I JOHN 4:7  Dear friends, let us love one another, for love comes from God.  Everyone who loves has been born of God and knows God.  8 Whoever does not love does not know God, because God is love.  9 This is how God showed his love among us: He sent his one and only Son into the world that we might live through him.  10 This is love: not that we loved God, but that he loved us and sent his Son as an atoning sacrifice for our sins.  11 Dear friends, since God so loved us, we also ought to love one another.  12 No one has ever seen God; but if we love one another, God lives in us and his love is made complete in us.

 

Application  Love that asks no loveableness is exceptional.  Therefore Christ must do His loving through us.
·       Jesus’s impossibly high demand indicates that His followers must receive rather than achieve; do you get this?
·       The New Testament saints drank in the life-examples they saw and pondered on.  Do you do similarly?
·       How does the new command convey that beyond redemption’s wisdom and power, God’s heart is the prize?
·       What other sorts of people do you find difficult in stretching love towards?  What are some practical remedies?

Scripture quotes from the New International Version.

My song is love unknown,
My Saviour’s love to me;
Love to the loveless shown,
That they might lovely be.
O who am I, that for my sake
My Lord should take, frail flesh and die?

2. He came from His blest throne
Salvation to bestow;
But men made strange, and none
The longed for Christ would know:
But O! my Friend, my Friend indeed,
Who at my need His life did spend.

3. Sometimes they strew His way,
And His sweet praises sing;
Resounding all the day
Hosannas to their King:
Then “Crucify!” is all their breath,
And for His death they thirst and cry.

4. Why, what hath my Lord done?
What makes this rage and spite?
He made the lame to run,
He gave the blind their sight,
Sweet injuries! Yet they at these
Themselves displease, and ’gainst Him rise.
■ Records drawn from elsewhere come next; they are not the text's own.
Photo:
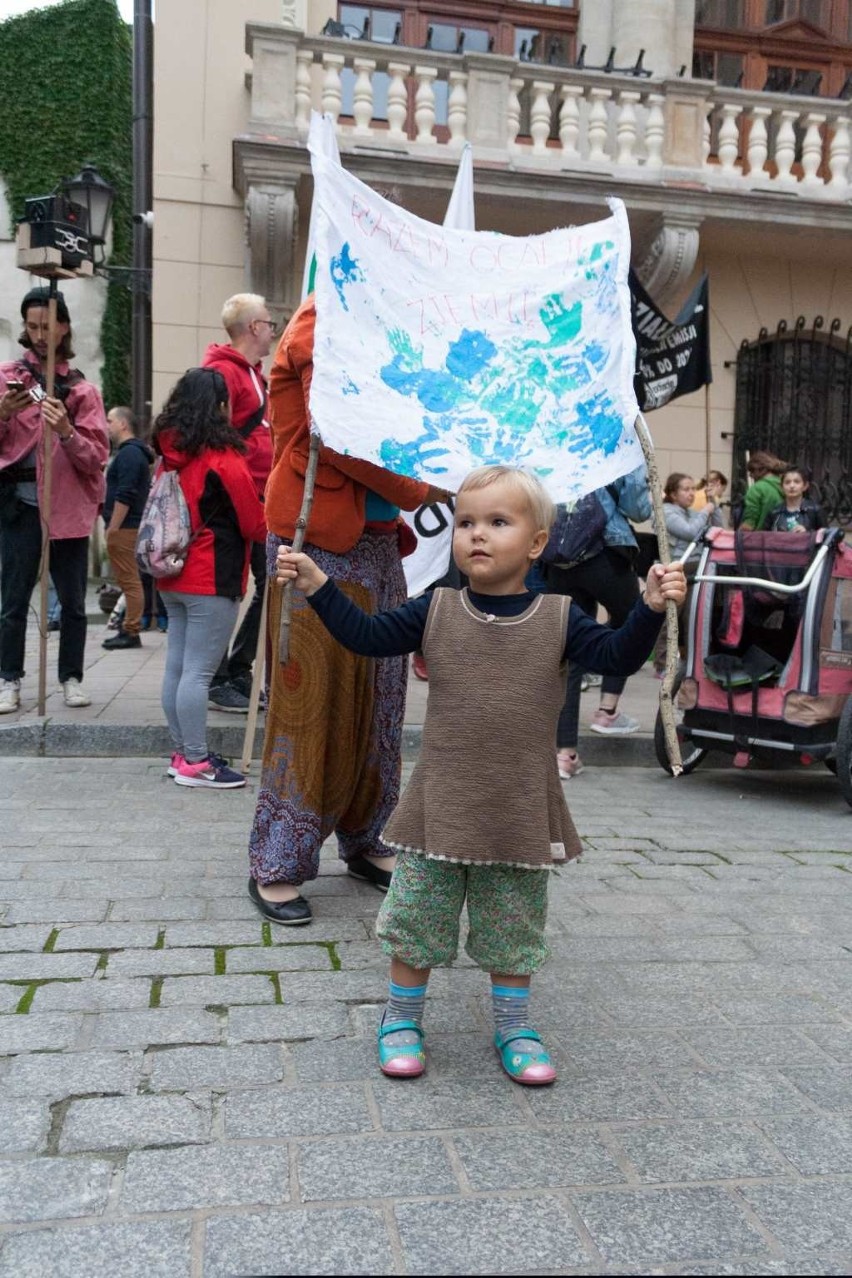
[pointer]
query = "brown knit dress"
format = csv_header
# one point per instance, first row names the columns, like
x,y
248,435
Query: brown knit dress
x,y
486,789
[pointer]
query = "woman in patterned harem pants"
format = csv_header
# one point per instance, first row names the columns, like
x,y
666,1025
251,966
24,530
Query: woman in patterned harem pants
x,y
331,754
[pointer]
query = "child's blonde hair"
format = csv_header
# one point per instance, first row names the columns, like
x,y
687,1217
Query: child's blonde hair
x,y
524,483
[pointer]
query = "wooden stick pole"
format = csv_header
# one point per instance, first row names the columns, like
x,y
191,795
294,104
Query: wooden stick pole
x,y
708,433
257,684
666,707
44,504
298,542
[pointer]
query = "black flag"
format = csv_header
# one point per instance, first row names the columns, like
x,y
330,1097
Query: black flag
x,y
672,357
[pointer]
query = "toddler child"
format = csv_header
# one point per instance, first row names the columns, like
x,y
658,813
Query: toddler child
x,y
797,513
484,816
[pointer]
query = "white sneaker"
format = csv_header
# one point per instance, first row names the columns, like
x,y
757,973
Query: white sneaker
x,y
74,695
9,695
613,725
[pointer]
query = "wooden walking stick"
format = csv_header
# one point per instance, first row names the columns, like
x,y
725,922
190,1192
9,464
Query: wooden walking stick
x,y
298,542
44,504
666,706
257,683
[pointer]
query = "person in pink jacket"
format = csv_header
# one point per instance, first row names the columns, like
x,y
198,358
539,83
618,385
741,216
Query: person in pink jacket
x,y
73,424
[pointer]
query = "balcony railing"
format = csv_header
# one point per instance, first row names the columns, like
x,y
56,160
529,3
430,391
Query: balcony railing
x,y
549,118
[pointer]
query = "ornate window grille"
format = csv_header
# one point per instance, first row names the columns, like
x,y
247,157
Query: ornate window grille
x,y
795,399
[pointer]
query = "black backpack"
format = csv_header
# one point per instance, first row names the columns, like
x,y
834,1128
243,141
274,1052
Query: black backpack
x,y
578,532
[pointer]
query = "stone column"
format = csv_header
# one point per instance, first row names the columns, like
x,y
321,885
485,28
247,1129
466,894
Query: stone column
x,y
271,228
663,28
488,92
272,50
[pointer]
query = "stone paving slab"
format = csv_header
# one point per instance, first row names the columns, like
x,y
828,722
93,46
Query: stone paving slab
x,y
189,1092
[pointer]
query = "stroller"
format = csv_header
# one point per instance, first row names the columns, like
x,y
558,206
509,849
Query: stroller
x,y
768,669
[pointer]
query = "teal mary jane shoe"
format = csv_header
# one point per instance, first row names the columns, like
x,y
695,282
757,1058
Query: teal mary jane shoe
x,y
405,1061
533,1069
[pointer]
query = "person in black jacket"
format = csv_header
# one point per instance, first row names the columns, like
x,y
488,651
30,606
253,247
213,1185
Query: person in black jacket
x,y
128,479
797,513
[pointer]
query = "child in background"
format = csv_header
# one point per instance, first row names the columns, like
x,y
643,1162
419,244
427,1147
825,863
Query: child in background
x,y
797,513
710,487
684,524
484,816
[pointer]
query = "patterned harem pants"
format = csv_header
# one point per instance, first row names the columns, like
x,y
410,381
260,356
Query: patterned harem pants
x,y
334,731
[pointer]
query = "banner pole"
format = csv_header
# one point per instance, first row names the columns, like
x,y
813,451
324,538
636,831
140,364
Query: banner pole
x,y
44,505
298,542
707,430
257,683
666,704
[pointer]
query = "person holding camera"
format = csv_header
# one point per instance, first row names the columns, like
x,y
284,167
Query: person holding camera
x,y
73,424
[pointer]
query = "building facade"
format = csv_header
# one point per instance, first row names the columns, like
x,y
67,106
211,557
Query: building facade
x,y
723,125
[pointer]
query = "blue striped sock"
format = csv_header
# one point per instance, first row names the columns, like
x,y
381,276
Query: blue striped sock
x,y
405,1003
511,1005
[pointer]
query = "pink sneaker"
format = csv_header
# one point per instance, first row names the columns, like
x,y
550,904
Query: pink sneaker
x,y
419,667
212,772
569,763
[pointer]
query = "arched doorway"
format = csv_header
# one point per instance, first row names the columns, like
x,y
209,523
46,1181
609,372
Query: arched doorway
x,y
795,399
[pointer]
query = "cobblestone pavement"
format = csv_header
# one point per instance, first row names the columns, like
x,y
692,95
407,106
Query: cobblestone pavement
x,y
185,1090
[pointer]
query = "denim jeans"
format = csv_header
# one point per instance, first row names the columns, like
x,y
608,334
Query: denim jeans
x,y
606,579
19,561
198,630
238,663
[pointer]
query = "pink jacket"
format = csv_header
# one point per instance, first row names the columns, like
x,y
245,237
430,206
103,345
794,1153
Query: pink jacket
x,y
77,473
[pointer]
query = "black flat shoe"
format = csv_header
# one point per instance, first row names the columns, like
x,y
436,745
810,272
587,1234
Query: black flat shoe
x,y
363,869
290,914
121,640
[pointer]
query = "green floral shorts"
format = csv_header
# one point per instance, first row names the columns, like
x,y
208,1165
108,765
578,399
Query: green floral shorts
x,y
506,908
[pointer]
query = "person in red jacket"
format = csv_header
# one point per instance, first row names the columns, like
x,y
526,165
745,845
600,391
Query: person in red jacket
x,y
193,435
247,321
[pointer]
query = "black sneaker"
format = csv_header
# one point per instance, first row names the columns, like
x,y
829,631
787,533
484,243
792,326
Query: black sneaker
x,y
121,640
363,869
289,914
229,699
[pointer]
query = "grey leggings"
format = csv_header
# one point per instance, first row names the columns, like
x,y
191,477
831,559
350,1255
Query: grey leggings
x,y
199,626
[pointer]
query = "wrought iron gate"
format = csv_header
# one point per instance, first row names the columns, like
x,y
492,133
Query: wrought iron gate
x,y
795,399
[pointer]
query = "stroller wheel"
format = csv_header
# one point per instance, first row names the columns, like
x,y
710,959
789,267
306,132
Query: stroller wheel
x,y
843,757
690,754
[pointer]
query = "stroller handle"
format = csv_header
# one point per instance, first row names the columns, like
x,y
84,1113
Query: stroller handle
x,y
775,587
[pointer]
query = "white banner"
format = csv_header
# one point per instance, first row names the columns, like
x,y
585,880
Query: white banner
x,y
433,524
440,349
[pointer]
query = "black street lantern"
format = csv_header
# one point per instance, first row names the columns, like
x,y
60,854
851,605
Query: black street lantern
x,y
90,189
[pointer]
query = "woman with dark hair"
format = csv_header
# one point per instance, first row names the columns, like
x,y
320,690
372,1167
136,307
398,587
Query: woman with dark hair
x,y
193,435
72,424
684,525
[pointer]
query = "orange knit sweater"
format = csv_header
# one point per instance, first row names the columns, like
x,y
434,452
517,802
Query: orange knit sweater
x,y
337,514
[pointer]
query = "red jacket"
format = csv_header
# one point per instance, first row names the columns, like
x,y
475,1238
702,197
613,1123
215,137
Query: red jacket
x,y
225,506
248,398
77,473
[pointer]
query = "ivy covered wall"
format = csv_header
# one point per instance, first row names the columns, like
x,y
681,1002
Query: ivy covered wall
x,y
65,99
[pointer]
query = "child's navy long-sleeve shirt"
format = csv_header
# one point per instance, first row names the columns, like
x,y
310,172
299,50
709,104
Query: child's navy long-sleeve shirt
x,y
392,634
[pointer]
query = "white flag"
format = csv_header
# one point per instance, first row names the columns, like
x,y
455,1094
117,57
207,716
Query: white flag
x,y
433,524
322,137
438,349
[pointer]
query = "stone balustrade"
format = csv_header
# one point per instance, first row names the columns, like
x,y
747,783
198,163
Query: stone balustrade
x,y
549,118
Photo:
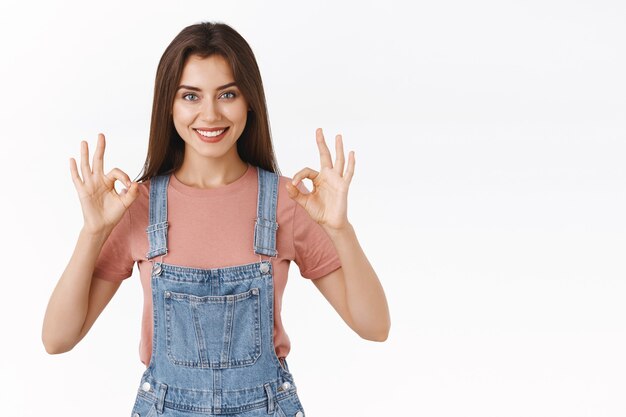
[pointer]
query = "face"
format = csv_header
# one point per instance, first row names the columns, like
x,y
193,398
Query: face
x,y
206,103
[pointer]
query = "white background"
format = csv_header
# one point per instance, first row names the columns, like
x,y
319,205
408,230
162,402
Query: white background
x,y
488,195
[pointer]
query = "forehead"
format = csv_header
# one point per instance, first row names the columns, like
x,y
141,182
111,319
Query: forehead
x,y
208,72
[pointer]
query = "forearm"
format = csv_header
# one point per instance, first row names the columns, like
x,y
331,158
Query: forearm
x,y
68,305
365,296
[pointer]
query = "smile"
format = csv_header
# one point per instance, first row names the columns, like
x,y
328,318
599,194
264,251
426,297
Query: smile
x,y
211,136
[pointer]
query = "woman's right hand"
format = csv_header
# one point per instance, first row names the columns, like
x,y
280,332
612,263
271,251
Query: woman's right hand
x,y
102,206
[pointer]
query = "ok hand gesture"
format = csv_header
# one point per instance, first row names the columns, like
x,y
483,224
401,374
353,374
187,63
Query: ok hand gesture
x,y
102,206
327,204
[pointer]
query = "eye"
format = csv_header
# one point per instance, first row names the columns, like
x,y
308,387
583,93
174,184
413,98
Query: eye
x,y
187,95
232,94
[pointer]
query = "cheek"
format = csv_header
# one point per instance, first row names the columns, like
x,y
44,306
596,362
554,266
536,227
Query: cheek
x,y
181,115
237,114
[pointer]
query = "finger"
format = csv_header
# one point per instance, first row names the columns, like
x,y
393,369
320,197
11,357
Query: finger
x,y
340,158
118,174
98,156
74,171
325,157
130,194
295,194
304,173
84,161
350,169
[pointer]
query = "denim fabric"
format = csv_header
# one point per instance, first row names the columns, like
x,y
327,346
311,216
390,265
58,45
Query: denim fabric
x,y
213,341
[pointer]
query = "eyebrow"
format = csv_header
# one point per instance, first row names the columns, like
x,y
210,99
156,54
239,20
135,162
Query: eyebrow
x,y
188,87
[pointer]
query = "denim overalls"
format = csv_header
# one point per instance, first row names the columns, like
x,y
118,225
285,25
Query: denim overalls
x,y
213,340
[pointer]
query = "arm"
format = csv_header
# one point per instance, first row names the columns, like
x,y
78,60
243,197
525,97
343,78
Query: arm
x,y
354,289
77,299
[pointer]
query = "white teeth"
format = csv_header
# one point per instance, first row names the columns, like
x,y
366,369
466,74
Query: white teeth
x,y
211,134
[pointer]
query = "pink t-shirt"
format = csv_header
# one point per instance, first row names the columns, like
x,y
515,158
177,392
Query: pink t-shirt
x,y
213,228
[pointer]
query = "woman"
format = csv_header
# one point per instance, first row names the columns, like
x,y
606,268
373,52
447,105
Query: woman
x,y
212,338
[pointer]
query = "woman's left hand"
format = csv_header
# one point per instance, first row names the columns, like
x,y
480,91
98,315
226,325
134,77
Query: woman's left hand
x,y
327,204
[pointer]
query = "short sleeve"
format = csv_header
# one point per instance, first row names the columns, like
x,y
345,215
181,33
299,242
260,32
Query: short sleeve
x,y
315,253
115,262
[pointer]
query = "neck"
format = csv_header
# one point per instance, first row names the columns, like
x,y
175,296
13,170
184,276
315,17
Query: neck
x,y
211,175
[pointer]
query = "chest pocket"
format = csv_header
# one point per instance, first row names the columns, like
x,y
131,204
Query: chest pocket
x,y
213,331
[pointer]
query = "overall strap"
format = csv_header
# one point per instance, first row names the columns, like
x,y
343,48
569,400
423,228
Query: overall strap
x,y
266,225
157,228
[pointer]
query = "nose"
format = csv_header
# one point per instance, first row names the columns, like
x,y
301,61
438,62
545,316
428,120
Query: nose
x,y
210,111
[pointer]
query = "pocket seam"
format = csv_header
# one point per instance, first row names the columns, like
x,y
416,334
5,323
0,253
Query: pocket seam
x,y
186,299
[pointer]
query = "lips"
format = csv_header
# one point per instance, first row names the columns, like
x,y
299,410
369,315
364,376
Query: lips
x,y
207,135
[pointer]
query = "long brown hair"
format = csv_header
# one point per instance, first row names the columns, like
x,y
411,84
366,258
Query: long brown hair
x,y
166,147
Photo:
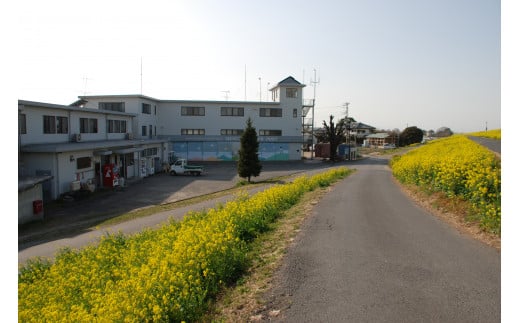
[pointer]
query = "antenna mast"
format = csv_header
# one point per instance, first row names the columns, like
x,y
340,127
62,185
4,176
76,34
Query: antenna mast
x,y
313,105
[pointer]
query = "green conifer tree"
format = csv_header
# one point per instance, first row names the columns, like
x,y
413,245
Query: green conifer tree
x,y
248,162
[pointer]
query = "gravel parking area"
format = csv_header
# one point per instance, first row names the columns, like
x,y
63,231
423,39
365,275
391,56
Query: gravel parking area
x,y
160,188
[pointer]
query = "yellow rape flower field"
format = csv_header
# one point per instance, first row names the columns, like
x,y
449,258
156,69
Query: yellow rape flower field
x,y
165,275
460,168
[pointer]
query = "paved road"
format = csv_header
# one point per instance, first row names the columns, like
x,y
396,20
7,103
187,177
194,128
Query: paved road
x,y
369,254
70,225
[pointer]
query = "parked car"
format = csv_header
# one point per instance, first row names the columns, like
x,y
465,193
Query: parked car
x,y
180,166
388,146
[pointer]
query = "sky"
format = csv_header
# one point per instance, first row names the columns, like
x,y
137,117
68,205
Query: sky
x,y
400,63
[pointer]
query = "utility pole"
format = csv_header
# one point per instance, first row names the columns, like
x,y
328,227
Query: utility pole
x,y
313,105
347,127
260,81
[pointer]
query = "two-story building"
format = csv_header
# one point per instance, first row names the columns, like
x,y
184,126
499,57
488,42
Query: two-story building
x,y
136,134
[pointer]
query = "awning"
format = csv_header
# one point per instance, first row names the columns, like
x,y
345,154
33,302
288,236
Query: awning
x,y
102,152
128,150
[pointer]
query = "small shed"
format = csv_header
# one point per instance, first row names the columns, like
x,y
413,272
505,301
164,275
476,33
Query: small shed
x,y
30,198
376,139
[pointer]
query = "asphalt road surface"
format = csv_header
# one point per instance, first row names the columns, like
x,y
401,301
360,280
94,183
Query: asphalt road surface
x,y
369,254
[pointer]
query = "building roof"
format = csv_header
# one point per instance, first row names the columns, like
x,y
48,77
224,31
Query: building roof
x,y
289,81
87,145
381,135
360,125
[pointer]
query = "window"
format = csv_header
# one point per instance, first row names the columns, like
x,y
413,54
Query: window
x,y
116,126
231,132
193,132
147,108
193,111
49,124
291,93
52,124
87,125
232,112
22,123
270,132
83,162
270,112
149,152
112,106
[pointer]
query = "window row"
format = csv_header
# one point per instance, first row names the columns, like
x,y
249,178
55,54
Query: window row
x,y
234,112
231,132
149,152
60,125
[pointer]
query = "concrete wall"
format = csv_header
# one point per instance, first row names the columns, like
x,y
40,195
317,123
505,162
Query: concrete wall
x,y
25,204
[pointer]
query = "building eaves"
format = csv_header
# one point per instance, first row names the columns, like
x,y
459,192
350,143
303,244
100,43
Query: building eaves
x,y
27,182
87,145
378,135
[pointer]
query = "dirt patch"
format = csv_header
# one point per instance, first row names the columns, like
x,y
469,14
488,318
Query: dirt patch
x,y
452,211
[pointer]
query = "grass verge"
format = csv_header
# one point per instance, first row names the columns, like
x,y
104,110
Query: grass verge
x,y
454,211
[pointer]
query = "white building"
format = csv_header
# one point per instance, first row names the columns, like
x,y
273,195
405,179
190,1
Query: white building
x,y
139,133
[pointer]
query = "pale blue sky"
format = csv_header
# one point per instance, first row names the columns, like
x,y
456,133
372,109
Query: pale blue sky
x,y
425,63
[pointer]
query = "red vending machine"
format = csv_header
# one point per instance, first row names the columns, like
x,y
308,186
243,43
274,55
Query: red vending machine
x,y
110,175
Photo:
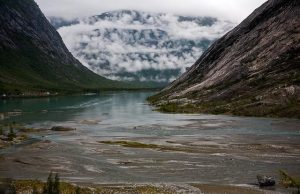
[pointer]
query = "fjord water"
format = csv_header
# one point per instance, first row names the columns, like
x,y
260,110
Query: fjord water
x,y
188,147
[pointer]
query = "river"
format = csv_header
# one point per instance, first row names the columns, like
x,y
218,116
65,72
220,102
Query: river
x,y
119,138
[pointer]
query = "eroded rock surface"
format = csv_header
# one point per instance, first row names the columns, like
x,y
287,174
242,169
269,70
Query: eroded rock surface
x,y
252,70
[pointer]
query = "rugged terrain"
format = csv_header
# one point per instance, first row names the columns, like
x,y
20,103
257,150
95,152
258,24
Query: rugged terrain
x,y
252,70
138,46
33,57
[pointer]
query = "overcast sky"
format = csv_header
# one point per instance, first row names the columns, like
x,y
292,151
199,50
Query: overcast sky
x,y
234,10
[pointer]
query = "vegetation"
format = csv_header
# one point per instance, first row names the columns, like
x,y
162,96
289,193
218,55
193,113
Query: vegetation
x,y
11,135
52,186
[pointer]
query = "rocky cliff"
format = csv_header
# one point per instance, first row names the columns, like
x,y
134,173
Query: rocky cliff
x,y
33,56
252,70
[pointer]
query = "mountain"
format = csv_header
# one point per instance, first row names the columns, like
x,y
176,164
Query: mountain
x,y
252,70
34,58
132,45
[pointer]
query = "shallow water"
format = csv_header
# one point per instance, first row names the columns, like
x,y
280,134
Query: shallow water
x,y
195,147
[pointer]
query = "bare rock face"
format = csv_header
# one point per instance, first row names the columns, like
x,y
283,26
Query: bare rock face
x,y
252,70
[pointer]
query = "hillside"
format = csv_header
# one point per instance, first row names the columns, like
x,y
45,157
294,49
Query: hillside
x,y
33,57
252,70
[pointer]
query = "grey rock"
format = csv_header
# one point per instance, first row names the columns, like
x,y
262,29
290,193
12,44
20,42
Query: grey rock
x,y
264,180
257,63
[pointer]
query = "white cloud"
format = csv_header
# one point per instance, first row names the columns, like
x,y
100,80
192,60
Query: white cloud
x,y
121,43
234,10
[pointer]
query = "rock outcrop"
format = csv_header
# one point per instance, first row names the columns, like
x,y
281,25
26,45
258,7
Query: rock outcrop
x,y
252,70
33,56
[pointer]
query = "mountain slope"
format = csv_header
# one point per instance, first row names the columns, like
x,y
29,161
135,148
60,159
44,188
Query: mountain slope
x,y
33,56
133,45
252,70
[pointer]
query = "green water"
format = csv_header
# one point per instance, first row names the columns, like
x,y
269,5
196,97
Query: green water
x,y
238,147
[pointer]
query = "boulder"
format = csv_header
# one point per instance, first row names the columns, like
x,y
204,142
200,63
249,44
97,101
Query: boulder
x,y
264,180
61,128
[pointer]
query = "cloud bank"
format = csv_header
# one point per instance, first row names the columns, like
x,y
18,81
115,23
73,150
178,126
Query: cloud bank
x,y
131,45
234,10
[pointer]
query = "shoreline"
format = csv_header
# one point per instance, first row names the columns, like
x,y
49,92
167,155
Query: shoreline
x,y
27,186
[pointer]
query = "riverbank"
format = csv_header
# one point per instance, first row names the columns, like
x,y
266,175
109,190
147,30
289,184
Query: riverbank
x,y
120,140
28,186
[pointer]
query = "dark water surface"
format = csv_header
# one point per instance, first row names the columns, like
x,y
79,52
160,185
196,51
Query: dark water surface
x,y
189,147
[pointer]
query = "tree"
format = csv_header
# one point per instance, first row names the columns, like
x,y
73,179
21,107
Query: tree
x,y
52,186
11,135
56,185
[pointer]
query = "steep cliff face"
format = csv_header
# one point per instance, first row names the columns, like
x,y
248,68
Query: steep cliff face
x,y
252,70
33,55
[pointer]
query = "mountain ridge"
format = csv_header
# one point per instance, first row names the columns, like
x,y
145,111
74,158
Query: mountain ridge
x,y
252,70
34,58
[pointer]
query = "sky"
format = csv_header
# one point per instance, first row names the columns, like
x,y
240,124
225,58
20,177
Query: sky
x,y
233,10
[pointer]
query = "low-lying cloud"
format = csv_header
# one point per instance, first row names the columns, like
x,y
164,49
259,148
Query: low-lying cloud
x,y
122,44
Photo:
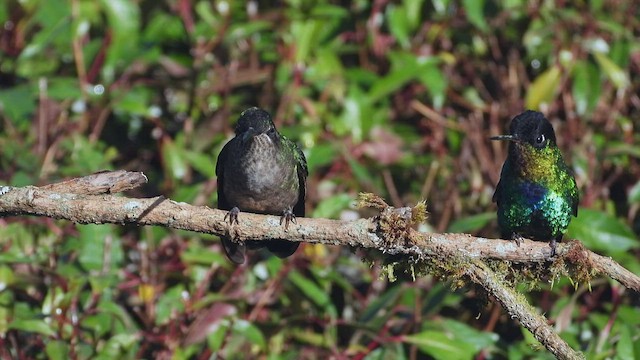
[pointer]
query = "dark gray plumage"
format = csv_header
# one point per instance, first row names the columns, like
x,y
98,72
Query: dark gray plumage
x,y
260,171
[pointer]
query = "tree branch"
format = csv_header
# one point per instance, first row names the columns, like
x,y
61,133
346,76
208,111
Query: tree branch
x,y
391,233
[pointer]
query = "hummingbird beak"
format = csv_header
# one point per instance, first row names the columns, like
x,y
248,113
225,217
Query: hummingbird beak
x,y
504,137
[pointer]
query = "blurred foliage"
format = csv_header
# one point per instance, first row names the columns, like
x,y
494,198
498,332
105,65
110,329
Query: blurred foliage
x,y
396,98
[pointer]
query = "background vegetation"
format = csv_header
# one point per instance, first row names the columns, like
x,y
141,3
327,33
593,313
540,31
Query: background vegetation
x,y
396,98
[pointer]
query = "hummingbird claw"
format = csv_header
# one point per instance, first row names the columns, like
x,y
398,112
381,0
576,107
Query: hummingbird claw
x,y
232,215
288,216
517,238
553,245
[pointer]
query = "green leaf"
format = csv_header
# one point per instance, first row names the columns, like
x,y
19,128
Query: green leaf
x,y
398,24
634,194
469,335
93,242
384,301
624,347
330,207
119,345
174,159
544,88
18,103
171,301
586,86
250,332
307,35
475,14
602,232
434,80
440,346
124,22
204,163
57,350
312,291
35,326
215,338
7,277
618,77
471,223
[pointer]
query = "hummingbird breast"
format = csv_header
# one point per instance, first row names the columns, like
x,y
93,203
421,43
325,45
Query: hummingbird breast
x,y
261,177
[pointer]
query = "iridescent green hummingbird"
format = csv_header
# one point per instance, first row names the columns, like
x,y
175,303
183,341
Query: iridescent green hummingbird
x,y
536,194
260,171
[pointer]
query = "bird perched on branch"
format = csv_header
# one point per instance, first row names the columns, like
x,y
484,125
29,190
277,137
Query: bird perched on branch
x,y
260,171
536,194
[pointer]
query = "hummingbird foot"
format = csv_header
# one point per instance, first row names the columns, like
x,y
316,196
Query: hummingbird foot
x,y
553,244
232,215
287,217
517,238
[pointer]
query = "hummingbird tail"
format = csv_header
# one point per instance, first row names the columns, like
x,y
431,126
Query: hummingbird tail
x,y
282,248
234,250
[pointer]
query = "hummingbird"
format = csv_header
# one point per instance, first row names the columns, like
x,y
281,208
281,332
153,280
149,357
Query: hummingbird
x,y
260,171
537,193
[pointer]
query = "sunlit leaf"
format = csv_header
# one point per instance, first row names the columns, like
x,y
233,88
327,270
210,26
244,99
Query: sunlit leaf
x,y
250,332
308,287
57,350
617,76
544,88
124,19
34,326
600,231
440,346
471,223
475,13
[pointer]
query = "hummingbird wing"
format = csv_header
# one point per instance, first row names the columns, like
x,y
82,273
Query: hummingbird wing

5. They rise and needs will have
My dear Lord made away;
A murderer they saved,
The Prince of life they slay,
Yet cheerful He to suffering goes,
That He His foes from thence might free.

6. In life, no house, no home
My Lord on earth might have;
In death no friendly tomb
But what a stranger gave.
What may I say? Heav’n was His home;
But mine the tomb wherein He lay.

7. Here might I stay and sing,
No story so divine;
Never was love, dear King!
Never was grief like Thine.
This is my Friend, in Whose sweet praise
I all my days could gladly spend.

Words: Samuel Crossman, The Young Man’s Meditation, 1664.